Chanced upon this interview in the SOLiD community but the thread was missing two days after. Oh well here's the
google cache link
P.S. if there's a valid reason why it was taken off please inform me, will do the same..
Update:
the page is up again
Recently we had the chance to talk with
Frank You from the Department of Plant Sciences at U. C. Davis and the Genomics and Gene Dsicovery Research Unit of the USDA-ARS about his publication in
BMC Genomics,
Annotation-based genome-wide SNP discovery in the large and complex Aegilops tauschii genome using next-generation sequencing without a reference genome sequence.*
You are discovering genome wide SNPs in plant species. What is the reason you want to discover these SNPs?

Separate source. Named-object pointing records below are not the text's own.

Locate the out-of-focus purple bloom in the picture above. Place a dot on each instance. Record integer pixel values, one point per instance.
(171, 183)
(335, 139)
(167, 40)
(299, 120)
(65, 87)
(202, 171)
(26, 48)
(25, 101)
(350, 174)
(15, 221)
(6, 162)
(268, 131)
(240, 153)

Genome-wide SNPs are important resources for marker-assisted selection in breeding and high-dense genetic mapping construction which is required for map-based cloning and whole genome sequencing. In our study, we discovered genome-wide SNPs in
Aegilops tauschii, the diploid ancestor of the wheat D genome, with a genome size of 4.02 Gb, of which 90% is repetitive sequences. We are using these SNPs to construct a high-dense genetic map for wheat D genome sequencing.
Please briefly explain the challenges you faced, and the solution you came to, in order to do this in the absence of a reference.
We have no
reference sequences available for
Ae. tauschii SNP discovery. For short reads generated by next-generation sequencing platforms, especially SOLiD™ and Solexa, the major challenge is mapping errors, when short reads in one genotype are mapped to short reads in another genotype in highly repetitive, complex genomes. Our idea is to reduce the complexity of the genome.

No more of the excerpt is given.